For the research, the mice were given a diet with increased levels of salt that mirrored the increased levels of salt consumed by humans in their diets. After two months on the new diet, scientists discovered that resting cerebral blood flow in two areas of the brain that focus on memory and learning were reduced. They also found that cells lining blood vessels reduced nitric oxide that prompts blood flow by relaxing blood vessels.

The research team later changed the diets of the mice for a month and discovered that the memory function and blood flow returned to normal, signalling that reducing salt in a human diet may also have similar results.

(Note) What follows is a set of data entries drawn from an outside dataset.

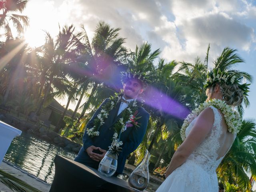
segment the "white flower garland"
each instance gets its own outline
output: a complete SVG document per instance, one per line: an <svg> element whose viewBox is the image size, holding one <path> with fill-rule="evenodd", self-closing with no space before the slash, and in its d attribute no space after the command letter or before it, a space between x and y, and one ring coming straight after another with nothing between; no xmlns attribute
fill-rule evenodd
<svg viewBox="0 0 256 192"><path fill-rule="evenodd" d="M221 111L229 132L232 133L238 132L242 126L242 118L239 114L233 110L232 107L226 104L225 101L214 99L209 101L206 101L201 104L185 119L180 130L180 136L182 140L184 141L186 138L186 130L192 121L204 109L210 106L213 106Z"/></svg>
<svg viewBox="0 0 256 192"><path fill-rule="evenodd" d="M114 97L110 98L110 101L102 107L102 109L100 112L97 116L97 118L95 119L94 125L92 128L86 130L88 136L91 137L98 136L100 135L99 130L100 128L105 123L104 120L108 118L109 115L109 112L116 106L117 104L120 102L122 97L118 95L116 95ZM122 114L128 113L126 114L126 119L124 120L123 117L120 118L114 125L116 131L113 136L113 142L112 146L116 146L117 148L120 148L120 146L123 144L123 142L120 141L121 134L123 132L125 129L126 124L132 123L132 120L134 118L134 114L135 111L138 110L137 102L136 100L131 102L128 105L128 107L125 108L122 112ZM109 147L110 149L110 146Z"/></svg>

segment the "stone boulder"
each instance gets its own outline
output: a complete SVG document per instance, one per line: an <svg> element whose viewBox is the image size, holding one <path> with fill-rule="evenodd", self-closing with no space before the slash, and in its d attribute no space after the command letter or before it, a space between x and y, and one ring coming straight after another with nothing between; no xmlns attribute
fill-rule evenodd
<svg viewBox="0 0 256 192"><path fill-rule="evenodd" d="M59 147L62 148L64 148L64 147L65 147L65 144L62 142L58 143L57 145Z"/></svg>
<svg viewBox="0 0 256 192"><path fill-rule="evenodd" d="M74 152L76 153L78 153L78 152L80 150L80 148L81 146L76 147L73 147L73 148L72 148L72 151L73 151L73 152Z"/></svg>
<svg viewBox="0 0 256 192"><path fill-rule="evenodd" d="M54 132L50 132L47 134L47 136L50 137L52 140L53 140L55 137L60 136L60 135L58 133Z"/></svg>
<svg viewBox="0 0 256 192"><path fill-rule="evenodd" d="M56 144L58 144L60 143L63 143L62 138L59 136L58 137L55 137L53 139L53 142ZM64 143L64 146L65 146L65 144Z"/></svg>
<svg viewBox="0 0 256 192"><path fill-rule="evenodd" d="M40 138L41 139L43 139L45 141L52 141L52 140L51 139L51 138L46 135L40 135Z"/></svg>

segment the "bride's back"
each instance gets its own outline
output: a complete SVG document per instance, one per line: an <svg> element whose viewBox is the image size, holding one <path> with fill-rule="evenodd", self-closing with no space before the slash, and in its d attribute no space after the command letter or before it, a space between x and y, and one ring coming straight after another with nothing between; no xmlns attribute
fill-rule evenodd
<svg viewBox="0 0 256 192"><path fill-rule="evenodd" d="M217 152L217 160L225 156L228 152L232 146L236 135L236 134L231 133L228 131L223 114L220 110L218 109L218 111L222 118L220 124L222 129L222 134L219 139L220 147Z"/></svg>
<svg viewBox="0 0 256 192"><path fill-rule="evenodd" d="M231 147L236 134L228 130L227 124L220 111L213 106L210 107L213 110L214 118L211 130L187 160L200 165L207 172L215 172ZM186 136L189 134L196 121L196 118L188 127Z"/></svg>

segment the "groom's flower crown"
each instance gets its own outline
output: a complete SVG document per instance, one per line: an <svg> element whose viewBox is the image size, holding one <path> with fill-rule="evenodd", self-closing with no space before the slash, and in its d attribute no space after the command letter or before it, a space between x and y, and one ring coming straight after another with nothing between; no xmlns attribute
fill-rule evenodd
<svg viewBox="0 0 256 192"><path fill-rule="evenodd" d="M238 78L235 73L221 71L220 69L214 68L207 73L207 79L204 88L208 88L217 84L220 85L224 83L228 85L236 84L244 92L244 95L248 96L247 93L249 92L248 86L250 84L240 84L240 80L242 78L242 77Z"/></svg>
<svg viewBox="0 0 256 192"><path fill-rule="evenodd" d="M148 78L145 72L128 69L126 71L122 72L121 74L121 81L123 84L129 79L136 79L141 82L143 88L145 88L148 85Z"/></svg>

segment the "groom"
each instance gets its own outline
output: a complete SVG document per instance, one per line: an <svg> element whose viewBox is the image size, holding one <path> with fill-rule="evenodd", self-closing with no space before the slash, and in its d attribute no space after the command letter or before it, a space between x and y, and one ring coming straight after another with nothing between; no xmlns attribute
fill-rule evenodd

Their findings also suggested that mice that only consumed high-salt diets developed dementia and showed an inability to perform tasks that mice usually do including nest building. This is similar to many people living with dementia, who gradually lose their ability to perform the most basic of tasks. 

The researchers also performed other experiments and found that mice with high-salt diets developed immune responses in their guts and increased levels of white blood cells that could impact other immune cells. The higher levels of white blood cells actually boosted a protein called interleukin 17 which in turn, caused the nitric oxide to reduce. They ended up using a drug called ROCK inhibitor Y27632 that reduced levels of interleukin 17 and resulted in the mice returning to near-normal cognitive behaviours.

Testing hasn’t yet occurred on humans, but these early studies could provide vital information when it comes to curing and treating dementia.

Would you reduce your salt intake if you thought eating an excessively salty diet increased your chances of developing dementia?